On adapting a next-generation mesoscale model for the polar regions (Formerly Paper Number JP2.14)

Keith M. Hines, Byrd Polar Research Center, Ohio State University, Columbus, OH; and D. H. Bromwich

Previously, the Penn State/National Center for Atmospheric Research (PSU/NCAR) Fifth Generation Mesoscale Model (MM5) has been successfully adapted for the polar regions. The optimized model, known as Polar MM5, has been used for many applications in the Arctic and Antarctic regions. MM5, however, is reaching the end of its prime use years. Its replacement model, the Weather Research and Forecasting model (WRF) has been developed as a collaboration by several working groups and agencies and is now operational. The new model's physics is also being adapted for the unique environments of the Arctic and Antarctic. The polar-optimized WRF will be applied to several tasks including the Arctic System Reanalysis, a planned high resolution reanalysis including atmospheric, oceanic, and and sea ice components. The new model will also serve as the base model for future Antarctic Mesoscale Prediction System (AMPS) operational forecasts. To evaluated the performance of WRF prior to the polar optimization, version 1.3 of WRF has been run for July and December 2002 on an Arctic grid with 60 km resolution including several Alaskan and Canadian river basins in the domain. It has also been run for the same months with 40 km resolution on a North Atlantic grid centered over Greenland.
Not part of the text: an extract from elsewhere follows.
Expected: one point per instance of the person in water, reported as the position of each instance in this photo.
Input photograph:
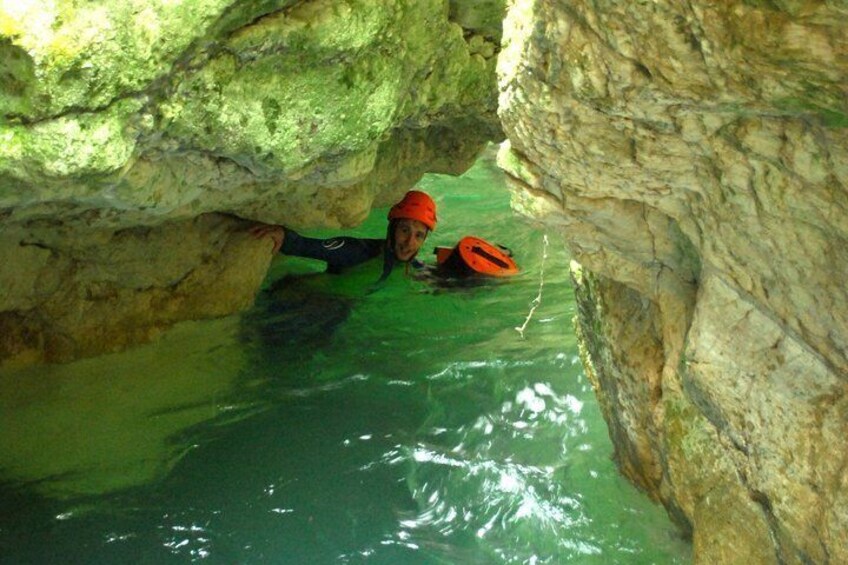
(410, 222)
The simulations show that the synoptic-scale weather patterns over the Arctic and the synoptic-scale weather variations over Greenland are reasonably captured by the early version of WRF. There are significant biases, however, in the boundary layer fields during December 2002 for Greenland. In general, the boundary layer temperature is too warm for December and the surface wind speed is underestimated. Improvements are clearly needed to the model physics. The origins of these biases are being diagnosed.

extended abstract  Extended Abstract (464K)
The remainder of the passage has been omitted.